Now I do try to tidy up as the day goes on, but my daughter is just like any other almost 2 yr old. She enjoys getting into everything, particularly the things she knows she isn't supposed to have, and somehow manages to get things I was certain were out of her reach or in rooms that are normally kept locked. She almost never eats while in her high chair, and since she doesn't eat much anyway I try to get her to eat as much as I can any way I can... even if it means getting crumbs all over the carpet or in my bed. She also likes to help herself to whatever is within arms reach in the pantry, usually resulting in rice, bread or cheerios getting dumped, by accident of course, all over the kitchen floor. AND Elsa hasn't been napping lately so I have even more messes to clean up and without the 2-3 hour child free window I ordinarily have. So I focus on the essentials... or rather the messes that if not cleaned up pose a health risk. If and only if I have the time or energy do I work on organizing things or cleaning up the 'tidy' messes. So when John complains that the house is a wreck I'm totally baffled because when I look at it I see a clean house with a little laundry on the couch and a couple dishes on the counter that are only there because there wasn't room enough in the dishwasher that is already full and running.

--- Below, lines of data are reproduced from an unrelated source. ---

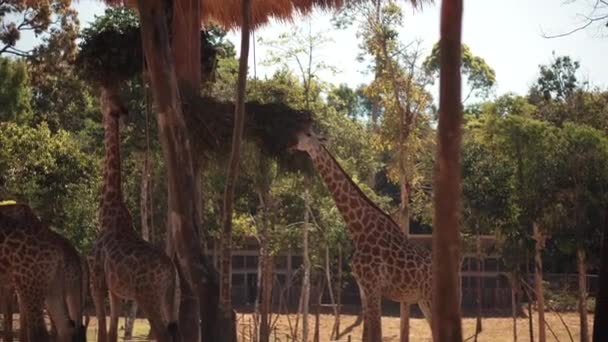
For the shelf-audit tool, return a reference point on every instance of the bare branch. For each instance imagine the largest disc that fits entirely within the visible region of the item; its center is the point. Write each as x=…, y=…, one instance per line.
x=589, y=19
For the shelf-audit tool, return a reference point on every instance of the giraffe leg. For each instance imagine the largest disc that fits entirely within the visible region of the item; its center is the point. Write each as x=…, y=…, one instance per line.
x=425, y=307
x=115, y=304
x=58, y=313
x=31, y=300
x=374, y=316
x=74, y=300
x=157, y=323
x=98, y=292
x=8, y=315
x=22, y=324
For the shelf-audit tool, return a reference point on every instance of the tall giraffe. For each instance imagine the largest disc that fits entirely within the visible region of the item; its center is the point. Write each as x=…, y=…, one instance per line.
x=385, y=263
x=122, y=263
x=32, y=261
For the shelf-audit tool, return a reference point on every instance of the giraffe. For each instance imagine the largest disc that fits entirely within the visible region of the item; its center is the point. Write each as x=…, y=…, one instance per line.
x=33, y=263
x=75, y=281
x=122, y=263
x=385, y=263
x=6, y=308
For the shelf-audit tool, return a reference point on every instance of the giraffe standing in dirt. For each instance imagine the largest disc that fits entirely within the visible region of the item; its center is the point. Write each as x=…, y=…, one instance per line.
x=32, y=262
x=385, y=263
x=122, y=263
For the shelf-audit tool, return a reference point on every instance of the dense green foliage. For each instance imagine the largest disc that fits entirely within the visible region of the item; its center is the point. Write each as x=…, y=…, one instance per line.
x=539, y=158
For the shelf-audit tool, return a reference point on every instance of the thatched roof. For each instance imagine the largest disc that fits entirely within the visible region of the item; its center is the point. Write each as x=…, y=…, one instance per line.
x=227, y=13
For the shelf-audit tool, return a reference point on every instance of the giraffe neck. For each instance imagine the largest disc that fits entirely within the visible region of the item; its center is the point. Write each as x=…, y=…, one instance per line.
x=112, y=188
x=356, y=208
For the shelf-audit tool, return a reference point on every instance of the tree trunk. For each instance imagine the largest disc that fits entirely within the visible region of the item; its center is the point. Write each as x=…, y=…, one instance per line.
x=582, y=293
x=227, y=323
x=600, y=322
x=478, y=304
x=446, y=322
x=514, y=306
x=338, y=293
x=334, y=333
x=6, y=302
x=305, y=297
x=198, y=277
x=266, y=259
x=318, y=298
x=404, y=221
x=538, y=281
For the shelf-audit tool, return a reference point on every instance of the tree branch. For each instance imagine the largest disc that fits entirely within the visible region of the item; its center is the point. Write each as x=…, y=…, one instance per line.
x=589, y=20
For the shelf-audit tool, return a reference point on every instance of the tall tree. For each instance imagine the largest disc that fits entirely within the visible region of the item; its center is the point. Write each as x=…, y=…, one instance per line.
x=446, y=322
x=226, y=314
x=197, y=273
x=481, y=78
x=48, y=18
x=15, y=94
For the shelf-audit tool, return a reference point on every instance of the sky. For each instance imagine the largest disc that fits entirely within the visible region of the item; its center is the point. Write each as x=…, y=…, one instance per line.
x=507, y=34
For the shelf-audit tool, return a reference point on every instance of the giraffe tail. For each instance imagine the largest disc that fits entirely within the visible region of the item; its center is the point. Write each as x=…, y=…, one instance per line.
x=173, y=301
x=84, y=291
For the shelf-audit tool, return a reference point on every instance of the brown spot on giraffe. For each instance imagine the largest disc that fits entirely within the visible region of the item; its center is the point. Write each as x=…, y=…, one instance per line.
x=34, y=263
x=379, y=270
x=122, y=264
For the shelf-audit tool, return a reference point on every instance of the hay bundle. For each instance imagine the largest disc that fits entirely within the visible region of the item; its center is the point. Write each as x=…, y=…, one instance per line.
x=112, y=53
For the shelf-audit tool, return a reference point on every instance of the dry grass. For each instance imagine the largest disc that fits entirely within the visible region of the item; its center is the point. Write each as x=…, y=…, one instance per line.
x=494, y=329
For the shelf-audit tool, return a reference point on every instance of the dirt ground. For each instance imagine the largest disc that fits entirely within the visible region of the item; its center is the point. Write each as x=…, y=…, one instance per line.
x=494, y=329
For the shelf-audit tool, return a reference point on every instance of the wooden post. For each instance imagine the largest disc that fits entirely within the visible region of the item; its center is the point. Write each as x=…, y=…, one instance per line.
x=539, y=237
x=446, y=322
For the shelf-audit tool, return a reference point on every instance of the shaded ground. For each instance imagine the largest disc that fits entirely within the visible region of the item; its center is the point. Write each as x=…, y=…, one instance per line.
x=494, y=329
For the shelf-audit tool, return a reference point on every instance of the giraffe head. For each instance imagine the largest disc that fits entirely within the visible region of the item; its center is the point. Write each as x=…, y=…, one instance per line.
x=111, y=103
x=306, y=141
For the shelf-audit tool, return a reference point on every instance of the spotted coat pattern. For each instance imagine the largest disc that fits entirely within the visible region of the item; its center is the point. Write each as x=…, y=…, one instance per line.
x=33, y=263
x=122, y=264
x=385, y=263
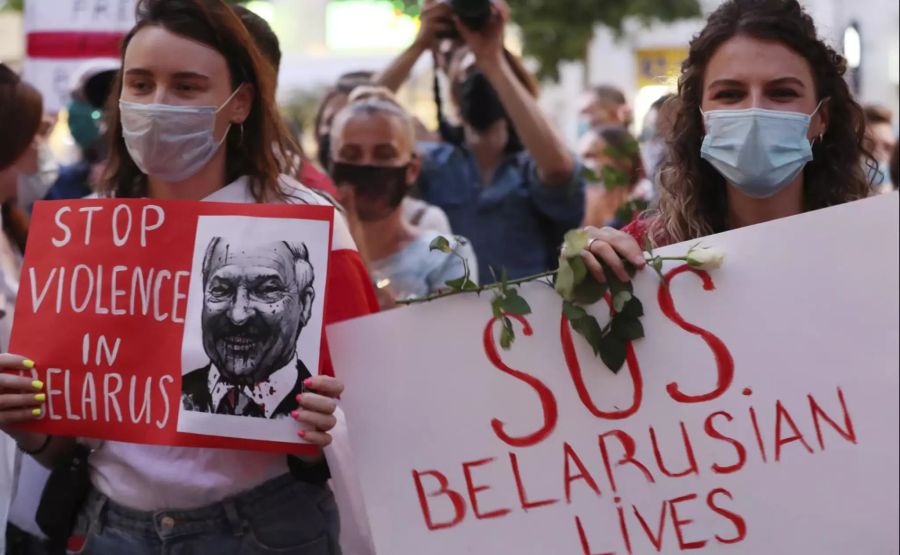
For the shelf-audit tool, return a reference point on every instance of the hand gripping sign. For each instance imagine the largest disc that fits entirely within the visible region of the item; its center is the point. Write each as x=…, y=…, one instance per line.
x=758, y=415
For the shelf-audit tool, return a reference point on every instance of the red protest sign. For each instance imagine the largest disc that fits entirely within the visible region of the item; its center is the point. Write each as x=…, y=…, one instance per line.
x=176, y=323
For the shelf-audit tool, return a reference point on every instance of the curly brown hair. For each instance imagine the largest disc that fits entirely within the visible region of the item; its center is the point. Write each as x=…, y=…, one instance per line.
x=692, y=200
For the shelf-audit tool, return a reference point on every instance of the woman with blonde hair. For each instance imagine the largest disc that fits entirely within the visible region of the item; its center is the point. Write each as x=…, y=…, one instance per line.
x=374, y=165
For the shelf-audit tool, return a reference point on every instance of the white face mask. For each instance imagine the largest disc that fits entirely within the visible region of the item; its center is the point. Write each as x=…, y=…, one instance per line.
x=171, y=142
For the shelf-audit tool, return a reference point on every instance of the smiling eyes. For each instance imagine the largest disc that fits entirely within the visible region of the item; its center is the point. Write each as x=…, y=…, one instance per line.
x=267, y=290
x=783, y=94
x=143, y=86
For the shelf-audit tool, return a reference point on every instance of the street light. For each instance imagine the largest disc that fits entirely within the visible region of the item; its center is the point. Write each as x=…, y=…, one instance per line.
x=852, y=46
x=853, y=54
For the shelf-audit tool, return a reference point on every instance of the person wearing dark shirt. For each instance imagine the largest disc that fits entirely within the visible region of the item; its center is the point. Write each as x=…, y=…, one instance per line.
x=510, y=185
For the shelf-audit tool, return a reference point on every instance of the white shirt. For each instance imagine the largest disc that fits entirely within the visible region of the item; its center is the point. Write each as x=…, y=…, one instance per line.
x=427, y=216
x=10, y=261
x=158, y=477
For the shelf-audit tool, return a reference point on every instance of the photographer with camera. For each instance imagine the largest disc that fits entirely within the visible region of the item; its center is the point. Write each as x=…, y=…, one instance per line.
x=510, y=185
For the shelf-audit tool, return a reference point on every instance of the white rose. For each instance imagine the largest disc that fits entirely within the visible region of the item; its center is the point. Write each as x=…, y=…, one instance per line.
x=705, y=258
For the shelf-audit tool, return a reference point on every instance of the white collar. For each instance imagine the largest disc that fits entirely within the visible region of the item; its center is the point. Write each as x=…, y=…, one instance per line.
x=269, y=394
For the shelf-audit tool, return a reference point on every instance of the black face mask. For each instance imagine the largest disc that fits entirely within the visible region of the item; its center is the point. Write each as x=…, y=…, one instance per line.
x=479, y=104
x=373, y=186
x=325, y=150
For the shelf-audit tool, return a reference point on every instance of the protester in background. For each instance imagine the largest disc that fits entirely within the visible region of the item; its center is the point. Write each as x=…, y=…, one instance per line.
x=183, y=58
x=374, y=165
x=514, y=203
x=766, y=128
x=333, y=102
x=91, y=87
x=266, y=40
x=437, y=36
x=36, y=180
x=657, y=127
x=414, y=210
x=621, y=191
x=21, y=114
x=880, y=141
x=604, y=105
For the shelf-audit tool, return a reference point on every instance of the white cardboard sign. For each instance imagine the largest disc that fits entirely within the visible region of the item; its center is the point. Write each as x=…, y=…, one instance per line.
x=461, y=447
x=65, y=36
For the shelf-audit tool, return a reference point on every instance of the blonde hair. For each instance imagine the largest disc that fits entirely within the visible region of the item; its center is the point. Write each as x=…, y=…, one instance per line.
x=371, y=100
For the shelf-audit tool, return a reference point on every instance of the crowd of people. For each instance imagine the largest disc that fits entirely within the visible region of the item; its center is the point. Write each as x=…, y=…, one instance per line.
x=763, y=126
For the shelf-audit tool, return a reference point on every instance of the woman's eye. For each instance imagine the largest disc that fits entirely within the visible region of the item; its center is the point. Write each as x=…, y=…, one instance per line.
x=728, y=95
x=784, y=93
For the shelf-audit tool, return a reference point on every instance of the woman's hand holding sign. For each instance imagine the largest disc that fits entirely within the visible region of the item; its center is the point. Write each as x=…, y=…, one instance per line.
x=317, y=409
x=21, y=398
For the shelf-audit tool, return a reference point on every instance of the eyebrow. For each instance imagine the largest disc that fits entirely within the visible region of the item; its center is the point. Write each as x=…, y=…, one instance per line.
x=779, y=81
x=179, y=75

So how do you handle being sick and being expected to keep up with so much? Basically, you just have to learn that your husbands complaints, while they might be valid, come from a totally different expectation than what you may have for your house. It might be helpful to discuss these differences and try to come up with what you both expect as the minimum requirements of cleanliness in your own house. When your spouse complains, which they probably will from time to time, remind them that the way you feel is directly connected to the way the house looks. If you feel good the house will look good, if you feel bad the house will look bad, and if your spouse wants to help fix that they can either help you feel better, or put on some cleaning gloves. If they aren't willing to do either then they need to just keep their mouth shut. And then just focus on getting better. I can tell you its not easy, but your health needs to come first. You're no good to your husband, your children, yourself, or your house if you're sick all the time.